VHA launched a national CDI program in 2013, and half of VHA medical centers had implemented a CDI program by 2016 [21]. VA internal audits in 2016, however, found that correct evaluation and management (E/M) codes were only used in 60% of encounters nationwide [21]. VA officials attributed errors to lack of provider training, lack of emphasis on the importance of accurate coding, and lack of time for careful coding. The establishment and growth of VHA CDI programs likely contributed to the observed increase in E-VW scores and use of the top DRG over time; however, the persistent differences in these metrics between VHA and non-VHA hospitals suggest that different strategies may be necessary to improve uptake of best practices. Physicians are ultimately responsible for entering diagnosis codes and providing supporting documentation, but they may see these activities as distractions from clinical care. Consequently, the importance of buy-in and rapport between physicians and CDI specialists has been highlighted as a crucial factor for success [10]. One study examined the benefit of in-person, verbal communication between CDI specialists and clinicians and found significant improvements in time to resolution [22].
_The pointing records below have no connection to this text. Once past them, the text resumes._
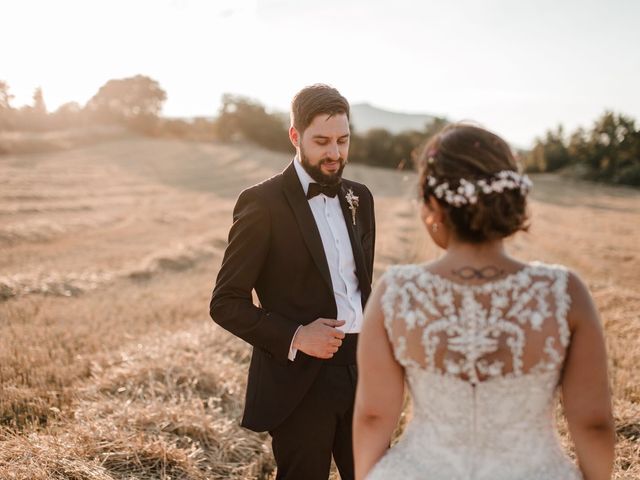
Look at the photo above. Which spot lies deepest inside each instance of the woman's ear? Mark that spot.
(435, 209)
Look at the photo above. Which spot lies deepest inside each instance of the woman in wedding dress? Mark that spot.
(484, 341)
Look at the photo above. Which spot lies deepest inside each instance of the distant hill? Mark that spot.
(365, 116)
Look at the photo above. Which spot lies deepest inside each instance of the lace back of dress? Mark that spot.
(506, 328)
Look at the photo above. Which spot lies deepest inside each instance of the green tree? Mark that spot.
(246, 118)
(135, 101)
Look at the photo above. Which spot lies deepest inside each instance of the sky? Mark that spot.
(518, 67)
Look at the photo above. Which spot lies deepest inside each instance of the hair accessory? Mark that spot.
(467, 192)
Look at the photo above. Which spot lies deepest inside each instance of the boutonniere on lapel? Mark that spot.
(353, 201)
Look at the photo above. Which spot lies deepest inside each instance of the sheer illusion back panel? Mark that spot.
(505, 328)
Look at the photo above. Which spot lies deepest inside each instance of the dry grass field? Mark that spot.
(110, 367)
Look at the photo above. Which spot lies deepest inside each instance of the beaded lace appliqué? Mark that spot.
(471, 323)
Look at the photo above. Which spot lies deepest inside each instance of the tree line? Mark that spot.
(609, 151)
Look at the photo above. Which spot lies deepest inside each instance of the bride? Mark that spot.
(482, 339)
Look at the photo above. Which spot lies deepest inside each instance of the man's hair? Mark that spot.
(316, 100)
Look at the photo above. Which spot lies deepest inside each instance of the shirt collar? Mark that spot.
(303, 176)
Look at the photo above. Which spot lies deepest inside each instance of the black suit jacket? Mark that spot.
(275, 248)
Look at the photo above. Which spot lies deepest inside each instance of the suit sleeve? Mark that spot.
(373, 232)
(231, 304)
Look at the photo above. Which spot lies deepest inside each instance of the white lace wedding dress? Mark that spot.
(482, 364)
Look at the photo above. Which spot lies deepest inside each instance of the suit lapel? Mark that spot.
(356, 246)
(297, 200)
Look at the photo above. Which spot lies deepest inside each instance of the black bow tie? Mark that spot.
(317, 189)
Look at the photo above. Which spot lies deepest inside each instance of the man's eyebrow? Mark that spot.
(325, 137)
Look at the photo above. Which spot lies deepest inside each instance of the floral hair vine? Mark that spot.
(467, 192)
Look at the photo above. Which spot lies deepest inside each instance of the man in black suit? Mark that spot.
(304, 240)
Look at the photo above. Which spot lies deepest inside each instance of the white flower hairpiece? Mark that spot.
(467, 192)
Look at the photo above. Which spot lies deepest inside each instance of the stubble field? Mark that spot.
(110, 367)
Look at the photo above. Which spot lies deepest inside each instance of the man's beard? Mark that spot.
(316, 172)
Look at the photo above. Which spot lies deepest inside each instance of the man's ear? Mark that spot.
(294, 136)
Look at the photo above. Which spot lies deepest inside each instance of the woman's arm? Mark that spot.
(585, 387)
(380, 389)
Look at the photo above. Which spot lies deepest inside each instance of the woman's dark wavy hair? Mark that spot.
(465, 151)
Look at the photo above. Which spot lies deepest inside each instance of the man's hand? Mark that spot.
(320, 338)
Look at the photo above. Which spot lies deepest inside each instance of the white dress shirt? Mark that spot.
(337, 248)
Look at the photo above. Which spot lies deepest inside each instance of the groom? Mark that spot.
(304, 240)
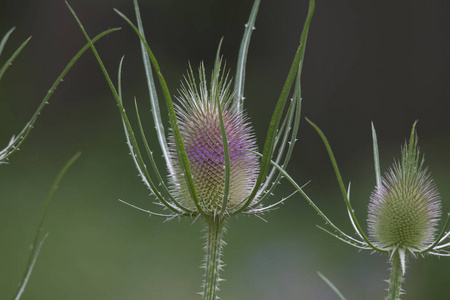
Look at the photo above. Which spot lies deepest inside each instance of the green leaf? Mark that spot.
(131, 139)
(342, 187)
(276, 117)
(243, 52)
(5, 39)
(16, 53)
(376, 157)
(181, 150)
(153, 95)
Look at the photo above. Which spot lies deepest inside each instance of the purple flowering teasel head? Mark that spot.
(210, 154)
(199, 124)
(205, 178)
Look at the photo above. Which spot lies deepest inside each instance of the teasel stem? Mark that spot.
(213, 263)
(395, 282)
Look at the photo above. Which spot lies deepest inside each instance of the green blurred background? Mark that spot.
(380, 61)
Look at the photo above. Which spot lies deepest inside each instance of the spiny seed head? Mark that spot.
(405, 209)
(199, 123)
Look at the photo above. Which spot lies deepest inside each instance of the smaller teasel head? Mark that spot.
(199, 122)
(405, 208)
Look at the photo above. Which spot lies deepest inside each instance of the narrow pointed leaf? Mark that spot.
(181, 150)
(159, 125)
(243, 52)
(276, 117)
(376, 157)
(131, 139)
(341, 185)
(16, 53)
(5, 39)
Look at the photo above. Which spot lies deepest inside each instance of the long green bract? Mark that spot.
(242, 58)
(215, 94)
(181, 149)
(5, 39)
(376, 157)
(341, 185)
(153, 95)
(276, 117)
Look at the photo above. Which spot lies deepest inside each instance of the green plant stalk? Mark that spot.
(213, 263)
(395, 282)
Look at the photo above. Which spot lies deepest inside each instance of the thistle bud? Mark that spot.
(405, 208)
(199, 123)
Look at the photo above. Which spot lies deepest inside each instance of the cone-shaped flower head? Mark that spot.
(199, 123)
(405, 209)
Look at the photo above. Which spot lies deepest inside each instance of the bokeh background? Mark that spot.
(381, 61)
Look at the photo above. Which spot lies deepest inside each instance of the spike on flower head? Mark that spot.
(199, 122)
(405, 209)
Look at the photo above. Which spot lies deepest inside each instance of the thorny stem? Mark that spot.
(213, 264)
(395, 282)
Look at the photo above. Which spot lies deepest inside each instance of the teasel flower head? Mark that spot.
(199, 123)
(405, 209)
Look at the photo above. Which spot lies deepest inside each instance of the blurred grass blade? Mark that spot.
(153, 95)
(5, 39)
(38, 242)
(16, 53)
(17, 141)
(276, 117)
(376, 157)
(179, 144)
(243, 52)
(331, 285)
(216, 95)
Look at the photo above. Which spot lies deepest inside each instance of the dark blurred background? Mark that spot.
(381, 61)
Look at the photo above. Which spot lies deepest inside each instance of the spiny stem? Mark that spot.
(213, 264)
(395, 282)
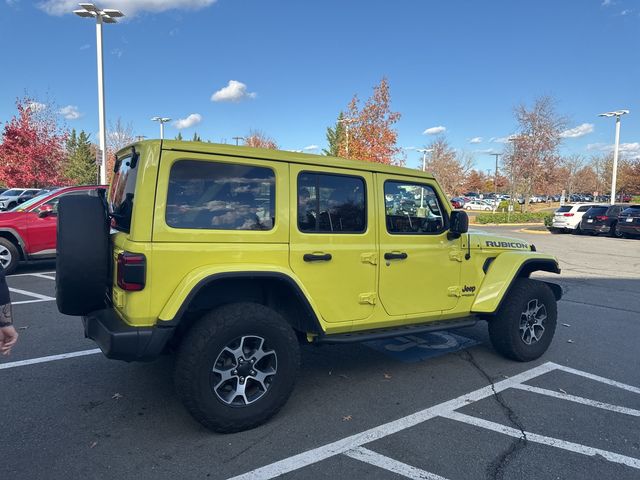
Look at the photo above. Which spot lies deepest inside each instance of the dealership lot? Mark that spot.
(575, 413)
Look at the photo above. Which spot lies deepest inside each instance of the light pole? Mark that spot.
(346, 122)
(424, 152)
(614, 175)
(107, 15)
(161, 121)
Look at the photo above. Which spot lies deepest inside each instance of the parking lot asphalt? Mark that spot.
(356, 411)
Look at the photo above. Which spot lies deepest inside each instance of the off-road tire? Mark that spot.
(9, 248)
(82, 262)
(504, 327)
(203, 344)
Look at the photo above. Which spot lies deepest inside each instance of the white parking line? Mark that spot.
(386, 463)
(583, 401)
(549, 441)
(352, 445)
(50, 358)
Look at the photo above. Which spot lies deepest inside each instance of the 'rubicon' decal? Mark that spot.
(490, 243)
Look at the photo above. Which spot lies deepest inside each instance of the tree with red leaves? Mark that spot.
(32, 149)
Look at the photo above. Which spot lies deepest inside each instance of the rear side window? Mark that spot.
(331, 203)
(220, 196)
(121, 195)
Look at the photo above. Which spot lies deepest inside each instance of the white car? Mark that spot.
(477, 205)
(567, 218)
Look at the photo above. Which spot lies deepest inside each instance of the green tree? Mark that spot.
(335, 137)
(80, 165)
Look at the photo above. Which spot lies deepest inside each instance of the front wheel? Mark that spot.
(524, 326)
(237, 367)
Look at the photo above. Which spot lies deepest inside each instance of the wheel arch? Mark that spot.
(275, 290)
(504, 270)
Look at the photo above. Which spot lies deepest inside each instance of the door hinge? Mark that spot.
(455, 255)
(371, 258)
(368, 298)
(455, 291)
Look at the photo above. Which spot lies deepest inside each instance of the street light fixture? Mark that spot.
(161, 121)
(107, 15)
(617, 114)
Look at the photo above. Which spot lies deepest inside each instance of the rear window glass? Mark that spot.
(220, 196)
(121, 196)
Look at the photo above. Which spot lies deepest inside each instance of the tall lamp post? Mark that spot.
(161, 121)
(107, 15)
(614, 175)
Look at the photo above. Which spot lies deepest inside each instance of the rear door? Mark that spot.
(333, 240)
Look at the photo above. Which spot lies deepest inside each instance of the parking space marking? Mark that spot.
(391, 465)
(38, 297)
(550, 441)
(352, 445)
(50, 358)
(582, 400)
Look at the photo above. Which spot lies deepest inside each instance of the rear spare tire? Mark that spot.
(82, 264)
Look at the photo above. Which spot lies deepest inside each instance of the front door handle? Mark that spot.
(316, 257)
(395, 256)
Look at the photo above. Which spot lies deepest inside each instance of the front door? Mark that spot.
(332, 234)
(419, 265)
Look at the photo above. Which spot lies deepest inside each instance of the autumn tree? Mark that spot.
(80, 163)
(32, 149)
(369, 130)
(532, 156)
(258, 139)
(448, 167)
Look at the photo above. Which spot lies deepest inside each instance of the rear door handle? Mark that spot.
(316, 257)
(395, 256)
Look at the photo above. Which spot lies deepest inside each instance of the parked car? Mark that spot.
(11, 198)
(602, 219)
(629, 221)
(28, 232)
(477, 205)
(567, 218)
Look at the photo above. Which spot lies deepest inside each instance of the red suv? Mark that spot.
(28, 232)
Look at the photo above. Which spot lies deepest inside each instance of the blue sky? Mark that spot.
(291, 66)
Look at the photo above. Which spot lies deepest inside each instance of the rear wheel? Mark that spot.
(524, 326)
(9, 255)
(237, 367)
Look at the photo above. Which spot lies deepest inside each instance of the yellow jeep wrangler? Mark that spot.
(234, 256)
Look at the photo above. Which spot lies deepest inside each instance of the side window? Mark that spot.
(331, 203)
(220, 196)
(412, 208)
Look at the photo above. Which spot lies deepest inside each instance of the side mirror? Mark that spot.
(458, 224)
(45, 211)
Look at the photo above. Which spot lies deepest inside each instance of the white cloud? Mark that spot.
(579, 131)
(70, 112)
(434, 130)
(188, 122)
(233, 92)
(128, 7)
(37, 106)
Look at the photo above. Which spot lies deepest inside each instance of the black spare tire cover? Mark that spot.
(82, 264)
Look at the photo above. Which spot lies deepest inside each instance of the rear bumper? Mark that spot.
(120, 341)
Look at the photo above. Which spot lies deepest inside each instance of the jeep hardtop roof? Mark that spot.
(275, 155)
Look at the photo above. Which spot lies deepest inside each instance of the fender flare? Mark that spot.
(504, 270)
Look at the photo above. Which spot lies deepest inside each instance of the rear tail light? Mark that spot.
(131, 271)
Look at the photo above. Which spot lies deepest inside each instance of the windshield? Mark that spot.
(24, 206)
(121, 194)
(14, 192)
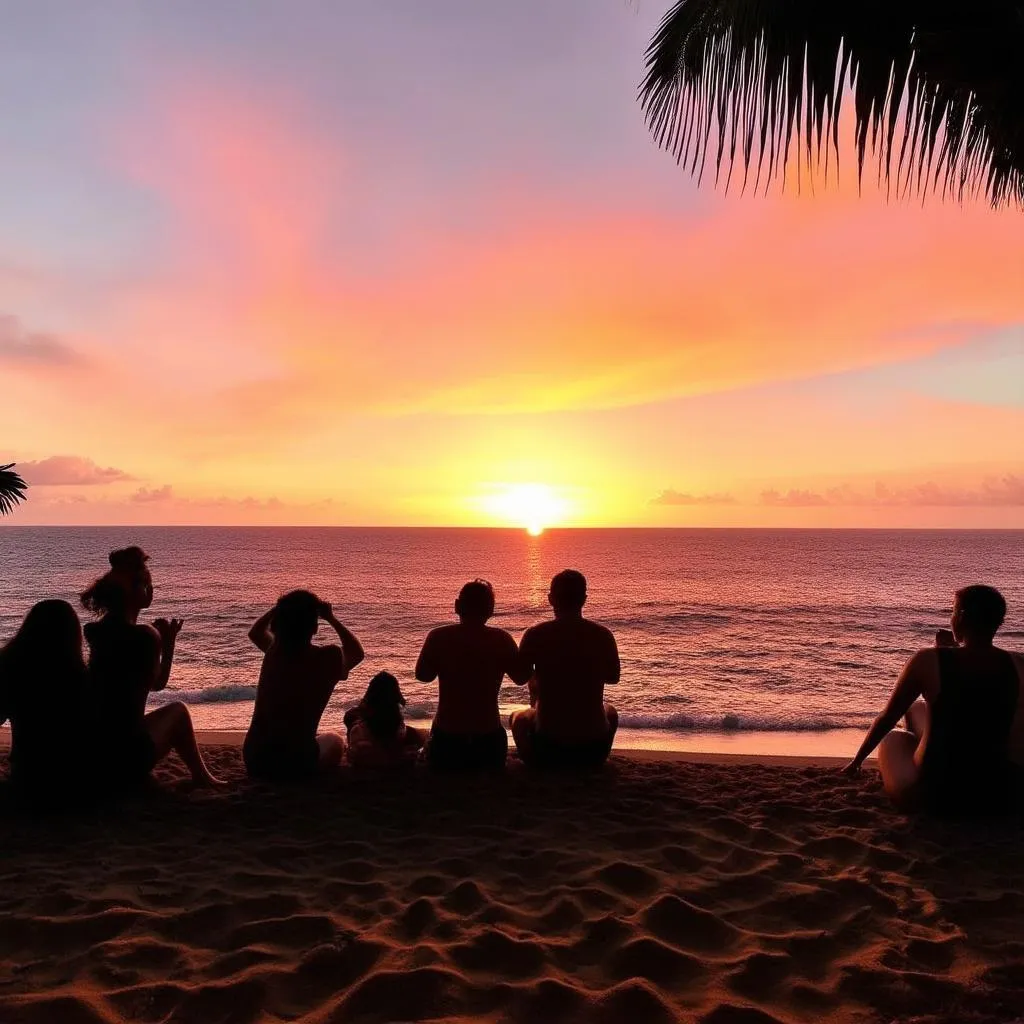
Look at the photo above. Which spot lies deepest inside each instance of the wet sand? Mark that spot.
(658, 890)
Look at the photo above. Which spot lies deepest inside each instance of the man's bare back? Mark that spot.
(469, 660)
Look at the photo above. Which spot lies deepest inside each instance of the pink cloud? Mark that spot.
(671, 497)
(18, 345)
(70, 470)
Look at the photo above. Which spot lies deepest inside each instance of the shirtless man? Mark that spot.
(571, 659)
(469, 659)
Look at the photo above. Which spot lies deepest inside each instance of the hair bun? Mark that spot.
(130, 559)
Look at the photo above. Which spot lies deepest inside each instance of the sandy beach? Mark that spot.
(663, 889)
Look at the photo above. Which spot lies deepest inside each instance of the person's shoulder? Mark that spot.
(541, 629)
(599, 629)
(925, 662)
(330, 654)
(145, 633)
(439, 633)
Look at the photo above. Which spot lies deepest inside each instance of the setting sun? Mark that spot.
(531, 506)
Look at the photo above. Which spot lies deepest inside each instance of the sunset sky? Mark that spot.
(418, 262)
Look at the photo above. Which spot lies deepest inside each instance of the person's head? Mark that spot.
(295, 619)
(126, 589)
(978, 613)
(568, 592)
(475, 602)
(48, 641)
(382, 705)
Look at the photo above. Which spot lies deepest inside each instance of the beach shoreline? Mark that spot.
(827, 749)
(668, 887)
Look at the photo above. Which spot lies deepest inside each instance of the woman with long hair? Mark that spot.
(43, 692)
(378, 736)
(127, 662)
(295, 683)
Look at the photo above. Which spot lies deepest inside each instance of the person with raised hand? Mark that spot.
(127, 662)
(295, 684)
(963, 749)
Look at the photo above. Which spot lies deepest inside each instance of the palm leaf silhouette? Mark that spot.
(937, 89)
(12, 488)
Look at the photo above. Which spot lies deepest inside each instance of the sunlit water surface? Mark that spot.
(720, 631)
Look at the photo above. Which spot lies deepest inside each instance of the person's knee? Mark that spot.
(612, 716)
(896, 763)
(521, 725)
(332, 748)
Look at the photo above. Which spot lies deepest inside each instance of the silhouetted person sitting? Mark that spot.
(127, 662)
(378, 736)
(571, 660)
(469, 659)
(295, 684)
(964, 744)
(44, 692)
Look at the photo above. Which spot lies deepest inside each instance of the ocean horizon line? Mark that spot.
(520, 529)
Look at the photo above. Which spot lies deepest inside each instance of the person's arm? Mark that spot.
(426, 664)
(518, 668)
(612, 668)
(908, 687)
(4, 699)
(159, 640)
(350, 646)
(260, 633)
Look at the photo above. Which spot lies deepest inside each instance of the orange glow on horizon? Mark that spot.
(534, 507)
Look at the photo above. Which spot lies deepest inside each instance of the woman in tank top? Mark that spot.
(963, 748)
(127, 662)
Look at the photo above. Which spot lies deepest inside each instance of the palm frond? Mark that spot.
(12, 488)
(937, 90)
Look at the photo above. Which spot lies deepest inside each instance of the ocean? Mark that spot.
(753, 640)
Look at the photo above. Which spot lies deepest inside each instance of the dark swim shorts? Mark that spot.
(126, 760)
(452, 752)
(282, 762)
(549, 753)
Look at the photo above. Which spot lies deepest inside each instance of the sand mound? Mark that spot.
(652, 892)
It is also possible that efforts to improve coding behaviors within VHA will not be sufficient to offset the effects of financial incentives on coding intensity outside VHA. To account for well-established differences in coding intensity observed between MA organizations and FFS providers, the CMS applies a coding pattern adjustment, reducing risk-based payments to MA plans by 5.9% [23]. This adjustment is the minimum amount required by the American Taxpayer’s Relief Act of 2012, however, and larger adjustments may be warranted [24]. Methods to estimate an appropriate coding pattern adjustment for MA plans have been proposed, but there is no consensus regarding the best method [25]. Future studies comparing VHA and non-VHA risk-adjusted quality and performance may consider developing risk-score adjustment methods that reduce bias from differences in coding intensity between VHA care and non-VHA care. Compared to other Veterans, those who use VHA have a higher prevalence of chronic physical and mental health conditions [26]. VHA-reliant reliant also have lower self-reported health [27]. Consequently, such an adjustment would likely be conservative.

Limitations

Our study was limited to seven states with data spanning 2012 to 2017, so these findings may not be representative of current admissions on a national level. Although we adjusted for admission sequence to account for clinical progression, Veterans may receive non-VHA care when they are sicker. Of the Veterans admitted twice in the same year, 15–17% were admitted to both VHA and non-VHA hospitals. The study sample may not be generalizable to the general populations of Veterans with hospitalizations; however, restricting the sample to Veterans admitted in both settings under the same major diagnostic category allowed us to remove some selection bias. Finally, we did not have access to outpatient diagnoses. Billing for outpatient E/M services, however, creates similar incentives for non-VHA clinicians to code diagnoses intensively as the number and complexity of problems affects the level of service and reimbursement.

Conclusion

These data suggest that relative undercoding has persisted in VHA and highlight differences between VHA hospitals that are funded as part of an integrated delivery system and non-VHA hospitals that may document comorbidity for payment. While risk scores and DRG severity increased in VHA over time, the difference between VHA and non-VHA hospitals was persistent, suggesting that internal efforts to improve documentation may not be sufficient. Future studies may need to apply alternative strategies, including coding pattern adjustments, to ensure fair comparisons of quality and performance.